Os Estados Unidos aumentaram para US$ 50 milhões a recompensa por informações que levem à prisão ou condenação de Nicolás Maduro, presidente da Venezuela. O anúncio foi feito nesta quinta-feira (7) pela procuradora-geral Pam Bondi, que destacou o risco representado por Maduro à segurança nacional americana.
O valor, que já havia sido elevado para US$ 25 milhões no início do ano, foi dobrado após novas acusações de envolvimento com narcotráfico e terrorismo. A medida reforça o tom político da iniciativa, mas tem efeito prático restrito à jurisdição dos EUA.
Acusações e justificativas do governo americano
Segundo Pam Bondi, a decisão de aumentar a recompensa se deve ao fato de Maduro ser considerado “um dos maiores narcotraficantes do mundo”. Ela afirmou: “Os Departamentos de Justiça e de Estado anunciam uma recompensa histórica de US$ 50 milhões por informações que levem à prisão de Nicolás Maduro. Ele utiliza organizações terroristas estrangeiras para trazer drogas letais e violência ao nosso país”.
O Departamento de Justiça dos EUA acusa Maduro de conspiração com o narcoterrorismo, tráfico de drogas, importação de cocaína e uso de armas em apoio a crimes relacionados ao tráfico. O presidente venezuelano também é apontado como líder do suposto Cartel de los Soles, classificado recentemente como organização terrorista internacional pelos EUA.
As autoridades americanas afirmam ter apreendido mais de US$ 700 milhões em bens ligados a Maduro, incluindo dois jatos particulares e nove veículos. Também foram interceptadas 30 toneladas de cocaína relacionadas a Maduro e seus aliados, sendo quase 7 toneladas diretamente associadas ao presidente. Parte dessa droga estaria misturada com fentanil, de acordo com Bondi.
Além de Maduro, o Departamento de Justiça oferece recompensas por informações sobre Diosdado Cabello Rondón, ministro do Interior, Justiça e Paz, e Vladimir Padrino López, ministro da Defesa da Venezuela.
Histórico e contexto político
O regime de Nicolás Maduro, no poder desde 2013 após a morte de Hugo Chávez, é marcado por repressão, denúncias de corrupção e eleições contestadas pela oposição e comunidade internacional.

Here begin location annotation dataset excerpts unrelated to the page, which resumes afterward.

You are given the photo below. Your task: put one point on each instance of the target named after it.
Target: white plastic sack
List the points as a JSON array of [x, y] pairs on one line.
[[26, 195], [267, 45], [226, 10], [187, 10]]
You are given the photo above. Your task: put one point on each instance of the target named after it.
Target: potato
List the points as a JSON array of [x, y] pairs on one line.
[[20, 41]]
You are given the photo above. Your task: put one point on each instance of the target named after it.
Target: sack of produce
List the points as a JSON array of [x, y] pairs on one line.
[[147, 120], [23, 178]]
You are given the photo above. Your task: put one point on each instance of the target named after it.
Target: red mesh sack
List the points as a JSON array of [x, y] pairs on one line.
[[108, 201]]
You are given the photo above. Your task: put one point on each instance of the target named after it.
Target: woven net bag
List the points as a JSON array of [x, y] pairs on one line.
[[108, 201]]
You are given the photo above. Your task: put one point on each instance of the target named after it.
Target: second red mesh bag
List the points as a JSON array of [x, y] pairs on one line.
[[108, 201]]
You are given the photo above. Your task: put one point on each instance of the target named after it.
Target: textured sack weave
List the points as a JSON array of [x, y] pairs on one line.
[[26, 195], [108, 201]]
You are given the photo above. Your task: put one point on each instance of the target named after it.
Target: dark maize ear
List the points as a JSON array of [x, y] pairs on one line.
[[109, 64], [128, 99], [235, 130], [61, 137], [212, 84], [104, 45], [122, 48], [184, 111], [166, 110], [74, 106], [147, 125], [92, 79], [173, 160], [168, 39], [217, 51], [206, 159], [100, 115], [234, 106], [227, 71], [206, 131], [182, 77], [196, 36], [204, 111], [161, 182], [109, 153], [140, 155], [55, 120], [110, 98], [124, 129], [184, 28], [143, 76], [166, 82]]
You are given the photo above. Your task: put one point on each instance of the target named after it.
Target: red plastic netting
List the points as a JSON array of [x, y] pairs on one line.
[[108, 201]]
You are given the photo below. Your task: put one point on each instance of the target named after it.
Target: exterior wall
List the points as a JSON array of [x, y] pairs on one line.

Os EUA formalizaram as acusações de narcoterrorismo contra Maduro em março de 2020, durante o primeiro mandato de Donald Trump, oferecendo inicialmente US$ 15 milhões de recompensa. Esse valor subiu para US$ 25 milhões em janeiro de 2025, já sob Joe Biden, em resposta à posse de Maduro para novo mandato.

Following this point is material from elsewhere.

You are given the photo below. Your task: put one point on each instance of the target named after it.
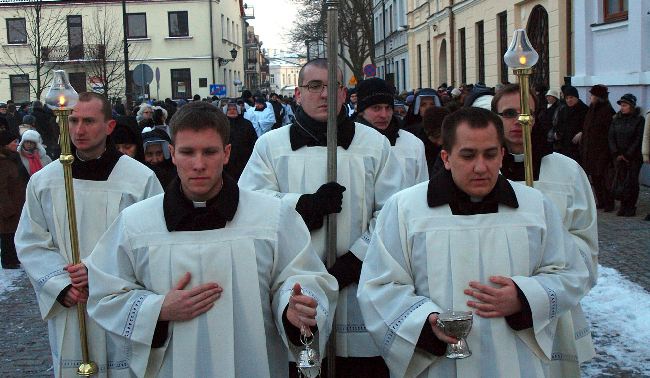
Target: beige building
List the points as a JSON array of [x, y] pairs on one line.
[[458, 42], [186, 44]]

A reeleição de julho de 2024 é considerada o episódio mais notório de abuso de poder, com aliados de Maduro ocupando altos cargos e perseguindo opositores. A líder opositora Maria Corina Machado foi presa brevemente e teve que se esconder, enquanto Edmundo González, suposto vencedor das eleições, foi forçado ao exílio. Protestos contra o governo também foram reprimidos.
Maduro mantém relações diplomáticas com Rússia, China e Irã para se blindar contra pressões externas. A Constituição venezuelana permite reeleições indefinidas desde 2009, o que fortalece sua permanência no poder.